Tout Märchenoper est caractérisé par des procédés stylistiques récurrents en ce qui touche aux idées musicales, à l'harmonie, ou encore au timbre orchestral. Par exemple, les bois acquièrent une importance de premier plan, se fondant littéralement avec les personnages ou avec les bruits de la nature. Le trémolo des cordes scande l'attente trépidante d'un enchantement, tandis que le flux de la harpe en préfigure le dénouement. Zemlinsky n'échappe pas à ces stéréotypes mais il les «embellit» par l'utilisation d'un langage musical plus raffiné que celui qui est généralement utilisé par les compositeurs des Märchenoper contemporains. Ce langage, le sien, recourt aux formules orientales, à des archaîsmes et à une atmosphère tonale très dense.
Une œuvre si complexe et si peu étudiée implique une approche qui ne saurait se passer d'une connaissance approfondie du contexte historique, biographique et, surtout, musical dans lequel elle a mûri: non seulement les références à la musique contemporaine, déjà empreinte d'une forte «inquiétude» harmonique, mais également la permanence de la grande tradition allemande (Wagner) du XIXe siècle nourrissent le tissu musical.

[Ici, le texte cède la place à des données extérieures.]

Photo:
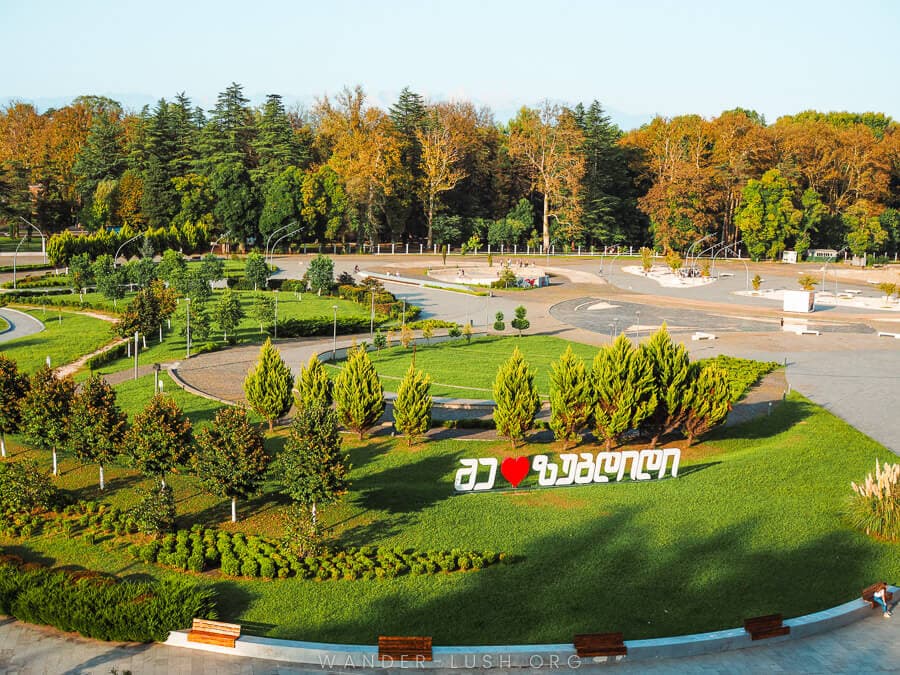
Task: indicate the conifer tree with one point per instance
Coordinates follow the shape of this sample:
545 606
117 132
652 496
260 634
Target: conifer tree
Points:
13 387
231 459
516 398
45 412
313 468
268 385
159 438
623 391
358 393
412 408
708 401
520 323
314 387
570 397
96 424
673 376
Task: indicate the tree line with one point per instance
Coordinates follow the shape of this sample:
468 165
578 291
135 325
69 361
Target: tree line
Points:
448 172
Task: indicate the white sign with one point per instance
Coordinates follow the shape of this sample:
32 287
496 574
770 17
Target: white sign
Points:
478 475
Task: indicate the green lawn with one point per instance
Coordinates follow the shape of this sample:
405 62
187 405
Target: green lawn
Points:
67 336
289 306
753 525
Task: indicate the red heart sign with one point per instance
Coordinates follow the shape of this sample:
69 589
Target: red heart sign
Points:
515 469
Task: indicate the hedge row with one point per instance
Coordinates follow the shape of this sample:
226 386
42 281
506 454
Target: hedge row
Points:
100 606
238 556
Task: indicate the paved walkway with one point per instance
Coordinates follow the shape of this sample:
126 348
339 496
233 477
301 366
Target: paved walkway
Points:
871 645
20 324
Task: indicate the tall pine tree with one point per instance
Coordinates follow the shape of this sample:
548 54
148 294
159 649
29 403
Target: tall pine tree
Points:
268 385
412 407
570 397
623 391
358 393
516 398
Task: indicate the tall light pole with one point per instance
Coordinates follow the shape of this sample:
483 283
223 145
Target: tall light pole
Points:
334 336
276 314
43 237
188 331
124 244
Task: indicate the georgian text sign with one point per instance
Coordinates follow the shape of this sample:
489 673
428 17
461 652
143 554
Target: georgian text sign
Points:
478 475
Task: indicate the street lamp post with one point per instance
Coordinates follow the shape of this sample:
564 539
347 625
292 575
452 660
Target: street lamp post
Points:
334 336
188 330
43 237
124 244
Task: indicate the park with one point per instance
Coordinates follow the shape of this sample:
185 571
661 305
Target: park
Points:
395 548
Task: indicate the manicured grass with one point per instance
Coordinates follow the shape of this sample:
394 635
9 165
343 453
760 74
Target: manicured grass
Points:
66 337
134 395
467 370
753 525
290 306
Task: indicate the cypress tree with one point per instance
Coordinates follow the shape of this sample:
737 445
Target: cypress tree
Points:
268 385
13 387
708 401
314 387
516 398
570 397
673 376
45 412
358 393
412 409
96 424
623 391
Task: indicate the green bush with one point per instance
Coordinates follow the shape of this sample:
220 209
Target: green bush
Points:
100 606
742 373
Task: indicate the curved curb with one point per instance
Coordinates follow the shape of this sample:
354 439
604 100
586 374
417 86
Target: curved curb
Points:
12 325
551 656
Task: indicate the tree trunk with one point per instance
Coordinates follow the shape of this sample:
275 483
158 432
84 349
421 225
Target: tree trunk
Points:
546 222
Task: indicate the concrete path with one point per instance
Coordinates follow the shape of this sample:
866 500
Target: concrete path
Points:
21 324
868 646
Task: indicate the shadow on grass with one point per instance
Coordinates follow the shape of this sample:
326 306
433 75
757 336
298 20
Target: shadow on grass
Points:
784 416
563 587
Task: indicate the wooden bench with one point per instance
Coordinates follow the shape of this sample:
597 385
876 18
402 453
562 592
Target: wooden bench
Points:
600 644
762 627
214 632
868 594
703 336
404 648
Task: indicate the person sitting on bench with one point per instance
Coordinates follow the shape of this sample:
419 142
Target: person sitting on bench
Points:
878 597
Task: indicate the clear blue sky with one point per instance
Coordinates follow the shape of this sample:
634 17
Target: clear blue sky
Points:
637 57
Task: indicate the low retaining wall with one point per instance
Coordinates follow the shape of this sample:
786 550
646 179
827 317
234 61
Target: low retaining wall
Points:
549 656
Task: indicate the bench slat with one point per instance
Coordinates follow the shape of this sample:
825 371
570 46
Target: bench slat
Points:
404 647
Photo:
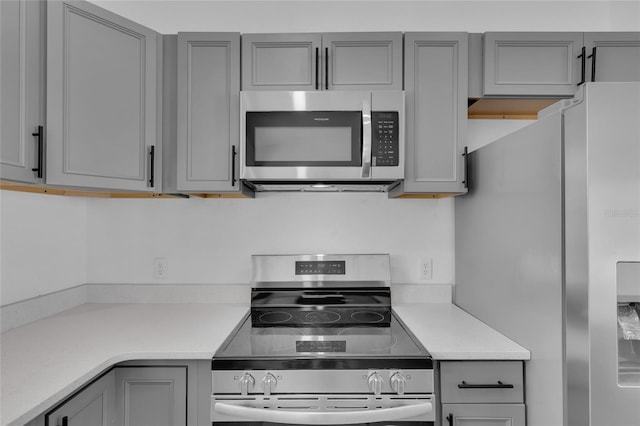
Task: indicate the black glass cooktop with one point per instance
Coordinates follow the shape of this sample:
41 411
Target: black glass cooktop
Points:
348 346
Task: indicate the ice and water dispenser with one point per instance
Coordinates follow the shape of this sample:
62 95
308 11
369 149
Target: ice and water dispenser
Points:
628 292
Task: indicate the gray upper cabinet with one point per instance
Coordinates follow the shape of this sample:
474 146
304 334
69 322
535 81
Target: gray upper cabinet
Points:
102 111
281 61
436 110
22 88
356 61
93 405
531 64
330 61
612 56
208 112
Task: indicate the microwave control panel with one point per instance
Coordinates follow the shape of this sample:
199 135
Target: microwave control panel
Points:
384 138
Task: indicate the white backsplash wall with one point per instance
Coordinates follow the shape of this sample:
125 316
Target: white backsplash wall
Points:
43 244
210 241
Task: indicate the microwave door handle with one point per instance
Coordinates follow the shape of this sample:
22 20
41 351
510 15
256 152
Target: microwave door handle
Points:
324 417
366 139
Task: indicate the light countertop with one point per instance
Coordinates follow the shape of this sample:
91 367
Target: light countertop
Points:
449 333
44 361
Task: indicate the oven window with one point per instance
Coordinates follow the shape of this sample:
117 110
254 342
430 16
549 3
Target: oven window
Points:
304 138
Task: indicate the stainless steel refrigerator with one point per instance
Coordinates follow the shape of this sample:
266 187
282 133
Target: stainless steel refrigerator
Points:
548 252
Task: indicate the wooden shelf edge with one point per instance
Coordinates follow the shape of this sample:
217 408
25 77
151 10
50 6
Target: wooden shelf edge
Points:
510 109
71 192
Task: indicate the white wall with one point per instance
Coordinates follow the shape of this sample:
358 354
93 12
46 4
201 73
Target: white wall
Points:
211 240
169 17
43 244
50 243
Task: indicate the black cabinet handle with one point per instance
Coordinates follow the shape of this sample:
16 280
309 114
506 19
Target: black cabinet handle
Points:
317 68
39 134
499 385
233 164
583 56
326 68
465 154
152 163
593 64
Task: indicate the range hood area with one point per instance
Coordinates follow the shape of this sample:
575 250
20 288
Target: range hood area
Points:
322 141
302 186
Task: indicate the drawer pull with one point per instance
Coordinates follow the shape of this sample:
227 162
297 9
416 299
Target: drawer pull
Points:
499 385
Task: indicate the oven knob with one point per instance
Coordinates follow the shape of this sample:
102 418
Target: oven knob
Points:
246 383
375 383
398 383
269 383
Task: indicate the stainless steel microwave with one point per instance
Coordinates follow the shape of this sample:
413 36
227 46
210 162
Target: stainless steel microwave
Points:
331 140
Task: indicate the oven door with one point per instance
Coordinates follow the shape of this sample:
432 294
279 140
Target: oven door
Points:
305 136
313 409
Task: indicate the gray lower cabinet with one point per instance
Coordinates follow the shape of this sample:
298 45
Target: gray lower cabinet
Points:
436 113
612 56
482 393
93 405
22 87
531 63
139 393
102 103
329 61
208 112
483 415
151 396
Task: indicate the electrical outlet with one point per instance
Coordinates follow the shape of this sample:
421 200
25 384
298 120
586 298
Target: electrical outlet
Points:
426 269
160 266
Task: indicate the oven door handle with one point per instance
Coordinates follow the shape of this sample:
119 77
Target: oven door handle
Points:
324 418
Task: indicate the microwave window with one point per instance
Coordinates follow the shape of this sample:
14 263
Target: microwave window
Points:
304 138
302 144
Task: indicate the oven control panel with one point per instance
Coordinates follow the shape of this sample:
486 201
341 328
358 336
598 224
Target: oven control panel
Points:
378 382
320 267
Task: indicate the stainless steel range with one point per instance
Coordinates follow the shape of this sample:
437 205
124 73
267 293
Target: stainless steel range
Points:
322 346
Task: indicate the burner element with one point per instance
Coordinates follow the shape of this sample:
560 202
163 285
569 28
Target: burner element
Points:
367 317
322 317
276 317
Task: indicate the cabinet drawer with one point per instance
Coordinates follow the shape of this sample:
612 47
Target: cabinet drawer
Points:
483 415
482 382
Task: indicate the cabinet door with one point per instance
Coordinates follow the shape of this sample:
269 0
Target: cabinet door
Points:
436 95
483 415
613 56
362 61
208 111
531 64
151 396
101 99
280 61
93 405
21 80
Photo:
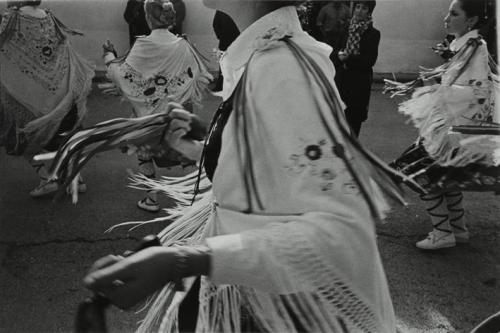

Grâce à sa direction rigoureuse et savante, Beaumont restitue la complexité de l'écriture orchestrale du jeune Zemlinsky, complexité qui s'articule autour de nouveautés expressives, de finesses dignes d'une partition de musique de chambre, et d'une densité sonore rare. La netteté des différents pupitres produit un son léger et transparent, de descendance mozartienne. De la lecture scrupuleuse de toute indication dynamique au phrasé varié, en passant par le juste poids accordé aux instruments, individuellement ou dans les ensembles, tout concourt à rendre justice à la théâtralité de l'œuvre. À aucun instant, le chef n'oublie que «Es war einmal» est avant tout un conte dont il faut préserver l'aspect narratif, tant sur le plan de l'intrigue que du discours musical. Autant d'exigences constituent un véritable défi pour l'orchestre, auquel on pardonne volontiers quelques menus dérapages.
Malheureusement, du point de vue scénique, le spectacle, pourtant digne, n'est pas du même niveau: la direction d'acteurs de Jiri Nekvasil s'avère sans acuité. Reconnaissons-lui cependant le mérite, non négligeable, de ne pas entraver le déroulement du discours musical. Les décors stylisés de Daniel Dvorak se contentent de contrastes chromatiques banals que la platitude des costumes de Simona Rybakova ne rehausse certainement pas.
Quant à la distribution, elle s'acquitte honorablement d'une tâche difficile. Le Prince de Klaus Florian Vogel affiche un beau timbre, agrémenté par un phrasé varié, tandis que le soprano Maria Tkadlcikova, très fêté par le public, parait dépassé par les enjeux dramatiques de son personnage.